Abstract
Expression of the genes for the membrane-bound Fo sector of the Escherichia coli F1Fo proton-translocating ATPase can respond to changes in metabolic conditions, and these changes are reflected in alterations in the subunit stoichiometry of the oligomeric Fo proton channel. Transcriptional and translational lacZ fusions to the promoter and to two Fo genes show that, during growth on the nonfermentable carbon source succinate, transcription of the operon and translation of uncB, encoding the a subunit of Fo, are higher than during growth on glucose. In contrast, translation of the uncE gene, encoding the c subunit of Fo, is higher during growth on glucose than during growth on succinate. Translation rates of both uncB and uncE change as culture density increases, but transcription rates do not. Quantitation of the c stoichiometry shows that more c subunits are assembled into the F1Fo ATPase in cells grown on glucose than in cells grown on succinate. E. coli therefore appears to have a mechanism for regulating the composition and, presumably, the function of the ATPase in response to metabolic circumstances.

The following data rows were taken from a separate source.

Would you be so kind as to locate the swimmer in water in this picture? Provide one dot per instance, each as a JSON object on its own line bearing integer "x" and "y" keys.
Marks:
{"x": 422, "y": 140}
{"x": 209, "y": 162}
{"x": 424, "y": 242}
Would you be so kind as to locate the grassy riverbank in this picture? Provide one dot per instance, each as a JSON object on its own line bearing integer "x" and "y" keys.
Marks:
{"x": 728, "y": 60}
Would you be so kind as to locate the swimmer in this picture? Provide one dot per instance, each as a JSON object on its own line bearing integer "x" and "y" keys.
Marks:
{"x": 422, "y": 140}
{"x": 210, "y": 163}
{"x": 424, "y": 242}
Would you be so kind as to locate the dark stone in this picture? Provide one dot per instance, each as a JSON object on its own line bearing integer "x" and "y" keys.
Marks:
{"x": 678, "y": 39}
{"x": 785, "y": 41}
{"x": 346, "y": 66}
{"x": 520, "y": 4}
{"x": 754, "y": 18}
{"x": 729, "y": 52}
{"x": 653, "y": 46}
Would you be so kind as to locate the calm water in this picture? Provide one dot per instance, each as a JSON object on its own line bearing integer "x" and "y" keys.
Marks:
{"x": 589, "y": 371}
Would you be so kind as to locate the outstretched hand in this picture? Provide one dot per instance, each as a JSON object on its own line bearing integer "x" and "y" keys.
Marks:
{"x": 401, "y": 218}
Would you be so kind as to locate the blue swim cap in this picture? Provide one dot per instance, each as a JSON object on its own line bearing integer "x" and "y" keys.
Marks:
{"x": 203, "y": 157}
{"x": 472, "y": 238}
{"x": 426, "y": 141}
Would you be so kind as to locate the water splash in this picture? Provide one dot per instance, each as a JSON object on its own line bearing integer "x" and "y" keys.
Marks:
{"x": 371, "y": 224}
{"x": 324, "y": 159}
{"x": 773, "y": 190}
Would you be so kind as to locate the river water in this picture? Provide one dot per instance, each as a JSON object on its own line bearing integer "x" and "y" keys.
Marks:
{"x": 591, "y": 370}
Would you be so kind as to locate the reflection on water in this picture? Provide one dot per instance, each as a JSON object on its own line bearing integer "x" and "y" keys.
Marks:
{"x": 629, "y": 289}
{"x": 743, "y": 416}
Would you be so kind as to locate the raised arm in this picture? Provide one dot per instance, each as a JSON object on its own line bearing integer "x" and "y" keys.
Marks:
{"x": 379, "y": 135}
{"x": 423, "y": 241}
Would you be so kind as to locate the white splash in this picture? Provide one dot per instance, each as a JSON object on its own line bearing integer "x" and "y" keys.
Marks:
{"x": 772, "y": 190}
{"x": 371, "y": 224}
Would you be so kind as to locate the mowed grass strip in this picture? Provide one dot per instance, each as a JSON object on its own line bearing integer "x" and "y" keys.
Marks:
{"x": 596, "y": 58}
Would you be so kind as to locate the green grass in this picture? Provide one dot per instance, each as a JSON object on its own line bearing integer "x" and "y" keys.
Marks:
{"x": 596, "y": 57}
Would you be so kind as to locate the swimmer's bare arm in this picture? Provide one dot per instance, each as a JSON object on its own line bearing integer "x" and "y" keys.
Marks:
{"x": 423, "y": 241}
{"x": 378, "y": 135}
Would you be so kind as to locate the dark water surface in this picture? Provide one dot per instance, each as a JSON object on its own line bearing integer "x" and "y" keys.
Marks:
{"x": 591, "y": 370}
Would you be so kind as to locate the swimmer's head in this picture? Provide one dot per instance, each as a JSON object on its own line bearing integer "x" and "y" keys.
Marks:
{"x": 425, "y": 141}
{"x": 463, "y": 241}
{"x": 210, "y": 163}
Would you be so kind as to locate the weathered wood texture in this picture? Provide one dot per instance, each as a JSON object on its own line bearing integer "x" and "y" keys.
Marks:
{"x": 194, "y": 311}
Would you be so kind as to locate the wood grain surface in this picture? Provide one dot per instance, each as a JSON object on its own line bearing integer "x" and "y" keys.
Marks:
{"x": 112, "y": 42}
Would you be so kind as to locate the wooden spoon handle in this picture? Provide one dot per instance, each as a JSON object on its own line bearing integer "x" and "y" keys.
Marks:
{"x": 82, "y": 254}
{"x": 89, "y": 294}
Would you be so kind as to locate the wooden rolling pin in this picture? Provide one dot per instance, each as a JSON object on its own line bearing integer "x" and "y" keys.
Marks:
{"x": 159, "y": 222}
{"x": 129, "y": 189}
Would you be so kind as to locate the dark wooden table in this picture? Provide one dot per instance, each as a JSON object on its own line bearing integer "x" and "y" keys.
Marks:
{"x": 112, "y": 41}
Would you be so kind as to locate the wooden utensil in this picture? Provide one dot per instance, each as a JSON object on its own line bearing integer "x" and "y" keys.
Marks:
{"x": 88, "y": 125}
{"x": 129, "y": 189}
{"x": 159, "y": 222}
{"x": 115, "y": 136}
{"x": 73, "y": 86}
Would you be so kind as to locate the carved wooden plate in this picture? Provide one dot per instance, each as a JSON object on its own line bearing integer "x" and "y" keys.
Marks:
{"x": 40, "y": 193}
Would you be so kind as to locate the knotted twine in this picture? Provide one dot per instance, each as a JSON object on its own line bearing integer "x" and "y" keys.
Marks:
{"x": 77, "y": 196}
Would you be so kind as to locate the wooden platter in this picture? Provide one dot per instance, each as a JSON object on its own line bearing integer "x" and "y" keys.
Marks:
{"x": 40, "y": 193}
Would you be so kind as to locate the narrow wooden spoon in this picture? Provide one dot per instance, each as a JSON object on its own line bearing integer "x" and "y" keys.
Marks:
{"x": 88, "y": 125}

F1Fo ATPases, or F-type ATPases, consist of two large sectors. The Fo sector forms a proton channel across the membrane. The F1 sector is the catalytic sector containing the sites for ATP synthesis or hydrolysis. These enzymes utilize the energy in a transmembrane electrochemical gradient of protons to drive the synthesis of ATP from ADP and Pi. In plants (chloroplasts) and animals (mitochondria), these enzymes operate primarily as ATP synthases. In facultative bacteria such as Escherichia coli, the enzymes can act as either ATP synthases or ATPases. The proton gradient generated by the electron transport chain can be used to drive transport and ATP synthesis. However, the enzyme can also hydrolyze ATP generated from glycolysis and pump protons across the membrane, restoring the proton gradient, which is used for a variety of transport processes (for a review, see reference 6). The enzyme therefore catalyzes a reversible reaction whose direction presumably depends upon the metabolic circumstances. Exactly how the direction of the reaction is determined is not known. There are no known allosteric or covalent activators or inhibitors of the enzyme, which might favor one direction of this reaction over the other. The activity of the mitochondrial F1Fo ATPase is inhibited by a specific inhibitor protein which prevents the enzyme from acting as an ATPase (7), but E. coli does not have an analogous protein, presumably because both ATP hydrolysis and ATP synthesis are essential, depending upon the metabolic conditions.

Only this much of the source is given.